Adopt fair-share requirements for affordable housing


States across the nation have difficulty supplying affordable housing in a range of types and locations. It is one thing for select communities to address the deficit, but a more viable option is for regions and states to adopt fair-share housing standards. This requires all new housing developments to incorporate a portion of affordable units. Proportional requirements typically are in the 10-to-15 percent range, but can vary depending on the needs of communities. This system works best when there is clear consensus and buy-in on the process from local, regional and state stakeholders.

Inclusionary zoning, or planning ordinances that require a specific share of new construction to be affordable to people of low or moderate income, is another successful technique used by some jurisdictions.

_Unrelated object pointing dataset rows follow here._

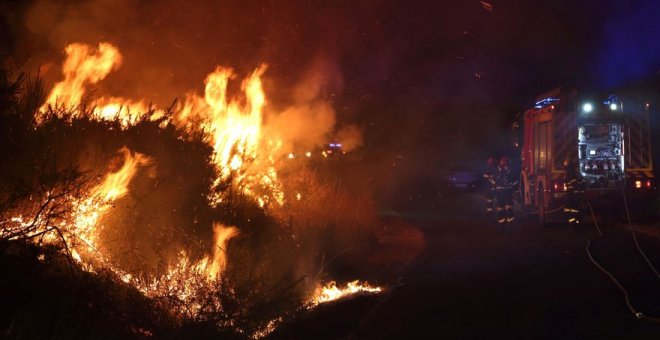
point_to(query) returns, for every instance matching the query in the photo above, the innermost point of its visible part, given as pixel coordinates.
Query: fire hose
(639, 315)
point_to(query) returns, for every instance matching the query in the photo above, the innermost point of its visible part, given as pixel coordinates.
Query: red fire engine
(609, 138)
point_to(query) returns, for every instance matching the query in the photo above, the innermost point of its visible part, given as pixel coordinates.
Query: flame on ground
(242, 154)
(331, 291)
(234, 130)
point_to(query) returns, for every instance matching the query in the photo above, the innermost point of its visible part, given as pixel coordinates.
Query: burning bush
(190, 206)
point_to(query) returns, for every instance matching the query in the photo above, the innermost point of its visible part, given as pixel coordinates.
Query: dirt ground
(471, 282)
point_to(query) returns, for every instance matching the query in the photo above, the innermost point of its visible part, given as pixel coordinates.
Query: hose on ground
(633, 310)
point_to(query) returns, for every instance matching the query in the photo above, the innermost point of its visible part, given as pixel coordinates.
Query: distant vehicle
(461, 176)
(610, 138)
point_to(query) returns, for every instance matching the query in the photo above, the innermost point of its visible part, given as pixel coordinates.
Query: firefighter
(574, 191)
(489, 177)
(504, 193)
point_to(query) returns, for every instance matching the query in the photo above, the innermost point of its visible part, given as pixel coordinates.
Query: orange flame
(88, 212)
(331, 292)
(234, 129)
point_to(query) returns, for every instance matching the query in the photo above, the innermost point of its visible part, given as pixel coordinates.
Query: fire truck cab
(607, 135)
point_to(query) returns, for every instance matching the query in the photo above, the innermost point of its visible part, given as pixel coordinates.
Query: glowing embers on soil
(331, 292)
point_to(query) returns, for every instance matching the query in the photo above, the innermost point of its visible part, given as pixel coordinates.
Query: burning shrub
(137, 194)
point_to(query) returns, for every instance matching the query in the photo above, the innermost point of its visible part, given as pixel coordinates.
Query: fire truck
(608, 136)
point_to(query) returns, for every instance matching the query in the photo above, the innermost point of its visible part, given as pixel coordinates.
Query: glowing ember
(331, 292)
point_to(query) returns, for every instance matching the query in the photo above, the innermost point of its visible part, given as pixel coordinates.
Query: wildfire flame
(242, 154)
(88, 212)
(331, 292)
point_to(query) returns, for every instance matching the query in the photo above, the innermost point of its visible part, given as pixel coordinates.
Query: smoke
(310, 120)
(169, 47)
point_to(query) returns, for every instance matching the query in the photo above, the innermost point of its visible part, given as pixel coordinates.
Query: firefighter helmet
(492, 161)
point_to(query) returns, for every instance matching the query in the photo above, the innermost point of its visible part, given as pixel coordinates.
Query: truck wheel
(541, 202)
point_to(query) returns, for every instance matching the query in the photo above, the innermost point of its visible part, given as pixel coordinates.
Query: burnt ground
(471, 282)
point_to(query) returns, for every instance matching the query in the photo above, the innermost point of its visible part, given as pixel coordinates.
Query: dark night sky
(432, 76)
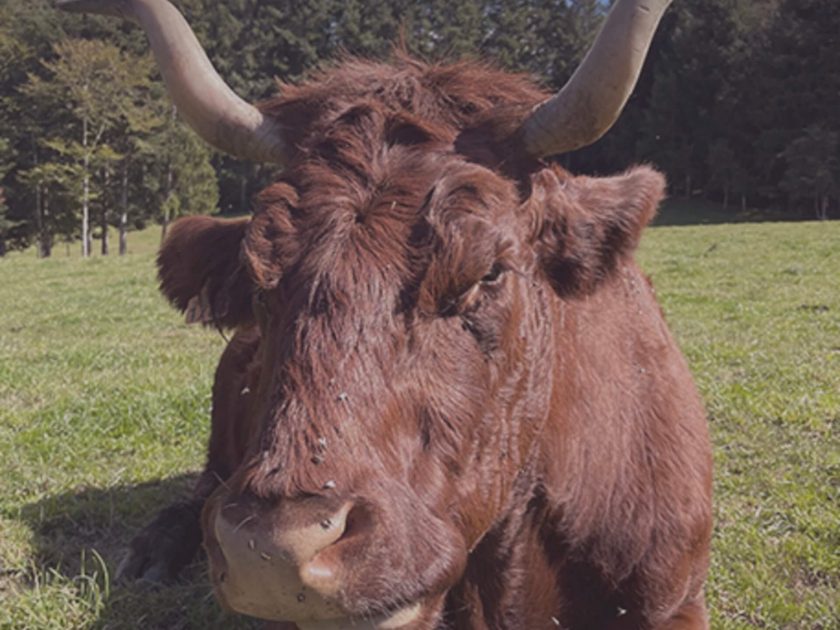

Several states, including Texas and Oregon, however, have established laws that forbid jurisdictions from enacting inclusionary zoning laws.


One common way to ensure the provision of a fair share of affordable housing is a top-down approach, in which all counties and municipalities with insufficient affordable housing are required to adopt an affordable housing plan. Other options include tying the funding of community development projects, housing tax credits and infrastructure improvements to compliance with an affordable housing plan. Another strategy is to exempt communities from a fair housing requirement if they can demonstrate they already provide an overwhelming supply of housing to residents who make 80 percent or less of the area median income.